IVActive reading in museums: cooperation and contribution according to the medium (text, image, video) – (February 11, 2014 – 5:30 p.m. to 8:00 p.m.) Collaborative and contributory reading are distinguished by a difference of nature in the way the reader participates to the work: whereas collaboration takes place between readers, in order to create around the text for example an annotation community (e.g. the social book), contribution for its part takes place between the reader or community of readers and the author, in that readers become directly involved in the writing of the text (e.g. Wikipedia). In the context of cultural institutions, this distinction could be the basis to reach two new modes of public addresses brought by the digital: those occurring through the formation of clubs or groups of amateurs who exchange around works, and those where the amateurs become actors of the cultural production (participation in the exhibition design that thus becomes crowd-sourced, contributory development of knowledge about the works…)

VNew forms of edition articulating text and image: art books, exhibition catalogs, catalogues raisonnés, what future in the digital? (March 18, 2014 – 5:30 p.m. to 8:00 p.m.) The art book retains an iconic impact and acts as a memory object without necessarily being read. Can some more sensorimotor and more tactile forms of perception be imagined on digital media? How to rearticulate text and image and promote other forms of reading? What new forms of writing do these new forms imply in relation with digital online resources? What new media for these contents (eBooks, Google Goggles, …)?
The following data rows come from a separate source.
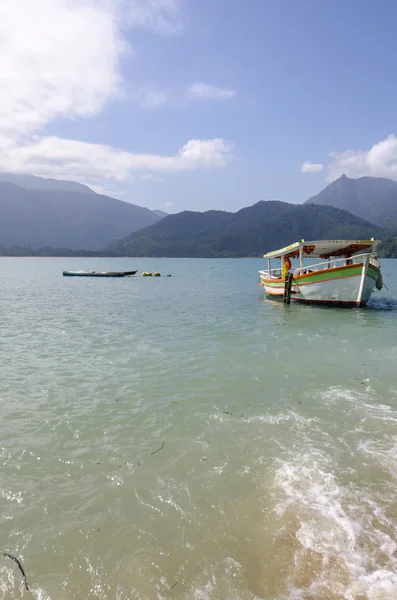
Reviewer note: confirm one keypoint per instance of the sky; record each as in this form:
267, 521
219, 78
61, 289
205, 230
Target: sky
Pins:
199, 104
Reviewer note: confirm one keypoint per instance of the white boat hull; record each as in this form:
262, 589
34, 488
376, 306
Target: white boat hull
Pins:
343, 291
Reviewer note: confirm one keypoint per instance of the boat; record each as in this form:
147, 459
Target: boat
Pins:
98, 273
346, 276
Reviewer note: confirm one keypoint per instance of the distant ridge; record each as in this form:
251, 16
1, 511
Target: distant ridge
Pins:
31, 182
371, 198
250, 232
74, 219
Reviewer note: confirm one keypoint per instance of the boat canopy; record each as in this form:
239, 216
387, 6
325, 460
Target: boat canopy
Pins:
324, 248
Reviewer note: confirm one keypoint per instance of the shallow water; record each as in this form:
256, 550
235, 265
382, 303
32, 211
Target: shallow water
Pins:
278, 474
VIPersonal annotation and Social books (new platforms for collaborative reading) (April 8, 2014 – 5:30 p.m. to 8:00 p.m.) We would like in this session to show the interest of personal annotation and its collaborative dimension allowed by the digital, in terms of production of knowledges and new approaches to our cultural heritage. How to connect the notion of digital contribution to its consequences in the field of artistic research and aesthetic sharing, with the disruption of copyright it implies?

VIIVideo playing (May 13, 2014 – 5:30 p.m. to 8:00 p.m.) In a context where video becomes more and more chaptered and indexed, and where it largely reuses book metaphors (table of contents, index, footnotes, annotations in the margins), what can we learn from active reading of videos where reading and writing are closely related, for example on the new players of YouTube? How can these audiovisual readings, sometimes improperly reduced to the consulting of « webdocs », be staged by the museum in exhibitions or websites?

VIIIEducational challenges, impact of the MOOCs in museums? (June 17, 2014 – 5:30 p.m. to 8:00 p.m.) Concluding session in the frame of Futur en Seine, dedicated to the challenges of collaborative reading in educational activities, especially the MOOCs (online courses). How may the museums develop a dissemination policy on this model? To what extent do these devices bring museums and universities closer?